INILAH ADAB-ADAB SEORANG MUSLIM KETIKA BERTAMU

JIC – Silaturahim sangat dianjurkan dalam Islam, berkunjung atau bertamu adalah salah satu kegiatannya. Islam telah mengatur etika atau adab bertamu bagi umatnya, sebagaimana telah diberi contoh oleh Rasulullah SAW. Berikut ini adab-adab dalam bertamu di antaranya ialah:

  1. Mengucapkan Salam
    Rasulullah SAW minta izin kepada Sa’ad bin Ubaidah dengan mengucapkan “Assalamualaika warahmatullah”. (Riwayat Ahmad)
  2. Meminta Izin
    Setelah mengucapkan salam hendaknya tamu meminta izin, misalnya dengan ungkapan, “Bolehkah saya masuk?”
    Dari Al-Kaladah bin Handal ra, beliau mengatakan, “Saya mengunjungi Rasulullah SAW hingga saya memasuki rumahnya tanpa mengucapkan salam. Maka Rasulullah SAW mengatakan, ‘kembalilah dan katakan, assalamualaikum, bolehkah saya masuk?” (Riwayat At –Tirmidzi).
  3. Batas Meminta Izin Sebanyak Tiga Kali
    Rasulullah SAW bersabda, “Meminta izin sebanyak tiga kali. Jika diizinkan, maka itu hakmu, tapi jika tidak, maka pulanglah.” (Riwayat Bukhari). Dari Hadits di ini bisa disimpulkan, apabila tamu sudah mengucapkan salam dan meminta izin selama tiga kali, dan tidak ada jawaban, hendaknya ia meninggalkan rumah yang hendak dikunjungi.
  4. Tidak Menengok ke Dalam Rumah yang Dikunjungi
    Di samping meminta izin dan mengucap salam, tamu hendaknya tidak menengok ke dalam rumah yang hendak dikunjungi. Sebab, disyariatkannya meminta izin, bertujuan agar privasi pemilik rumah terjaga.
    Rasulullah bersabda, “Sesungguhnya adanya izin disebabkan karena pandangan.” (Riwayat Bukhari).
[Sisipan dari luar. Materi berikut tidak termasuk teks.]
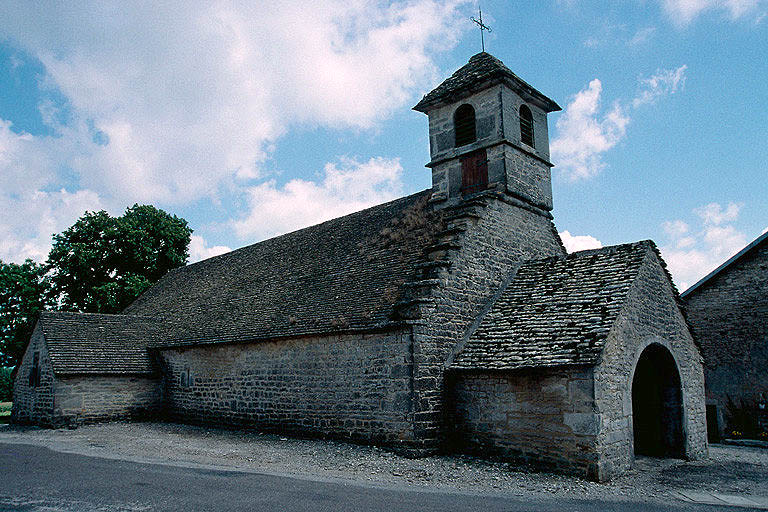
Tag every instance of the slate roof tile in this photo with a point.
(482, 71)
(555, 311)
(344, 274)
(86, 343)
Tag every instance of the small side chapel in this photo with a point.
(449, 320)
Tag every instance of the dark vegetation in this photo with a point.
(99, 265)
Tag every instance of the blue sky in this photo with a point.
(251, 120)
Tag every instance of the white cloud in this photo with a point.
(663, 83)
(344, 188)
(642, 36)
(574, 243)
(185, 96)
(691, 256)
(199, 250)
(583, 134)
(713, 213)
(682, 12)
(29, 220)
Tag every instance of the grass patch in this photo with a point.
(5, 412)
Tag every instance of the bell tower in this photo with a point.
(488, 132)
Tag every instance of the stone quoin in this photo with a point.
(451, 319)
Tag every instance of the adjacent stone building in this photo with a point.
(449, 319)
(728, 314)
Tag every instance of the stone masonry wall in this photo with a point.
(34, 404)
(495, 237)
(728, 316)
(651, 315)
(355, 387)
(520, 169)
(546, 417)
(91, 398)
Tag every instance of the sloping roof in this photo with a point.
(86, 343)
(342, 275)
(733, 259)
(555, 311)
(482, 71)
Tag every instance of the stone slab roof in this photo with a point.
(730, 261)
(345, 274)
(483, 70)
(86, 343)
(555, 311)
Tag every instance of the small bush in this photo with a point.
(6, 385)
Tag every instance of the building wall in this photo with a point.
(512, 166)
(651, 315)
(545, 418)
(497, 236)
(91, 398)
(355, 387)
(34, 404)
(728, 316)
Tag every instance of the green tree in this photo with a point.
(102, 263)
(25, 290)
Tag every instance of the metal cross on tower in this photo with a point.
(483, 26)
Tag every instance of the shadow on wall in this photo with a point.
(657, 405)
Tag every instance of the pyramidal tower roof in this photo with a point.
(482, 71)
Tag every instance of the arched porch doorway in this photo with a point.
(657, 404)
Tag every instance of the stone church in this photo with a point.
(451, 319)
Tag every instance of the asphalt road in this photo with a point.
(38, 479)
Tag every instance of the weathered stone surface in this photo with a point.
(525, 416)
(650, 316)
(355, 387)
(728, 315)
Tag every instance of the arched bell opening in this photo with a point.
(657, 405)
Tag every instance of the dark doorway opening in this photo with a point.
(657, 404)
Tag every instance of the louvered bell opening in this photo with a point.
(526, 126)
(464, 125)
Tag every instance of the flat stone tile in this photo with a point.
(739, 501)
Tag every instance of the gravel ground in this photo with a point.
(730, 469)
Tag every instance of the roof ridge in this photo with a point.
(727, 263)
(306, 228)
Dalam riwayat lain juga disebutkan bahwa seorang wanita Anshar mengadu kepada Rasulullah SAW mengenai anak dan orangtuanya yang sering keluar masuk rumahnya, padahal saat itu kondisi wanita ini tidak nyaman kalau dilihat. Karena itu, turunlah ayat yang berbunyi “Wahai orang-orang yang beriman, janganlah kamu memasuki rumah yang bukan rumahmu sebelum meminta izin dan memberi salam kepada penghuninya. Yang demikian itu lebih baik bagimu, agar kamu (selalu) ingat.” (QS. An-Nur [24]:27)

  1. Dibolehkan Memberi Isyarat
    Dibolehkan menggunakan isyarat lain seperti mengetuk pintu, berdehem, atau menggesekkan kedua sandal, sebagaimana yang telah dilakukan Ibnu Mas’ud RA, yang diriwayatkan oleh At Thabari. Beliau berdehem untuk memberi isyarat bahwa beliau telah berada di depan pintu rumah.
    Walau boleh, hendaknya hal itu dilakukan sekedarnya, hingga tidak menimbulkan “keributan”, yang bias membuat penghuni rumah takut atau terganggu.
  2. Jika Pintu Rumah Tak Berpenghalang. Tamu Berada di Sisi Pintu
    Kalau pintu dalam keadaan terbuka, atau tidak ada penutup sama sekali, hendaknya tamu tidak berdiri di depan pintu sewaktu meminta izin, tapi berada di sisi kanan atau kirinya, guna menjaga privasi si pemilik rumah.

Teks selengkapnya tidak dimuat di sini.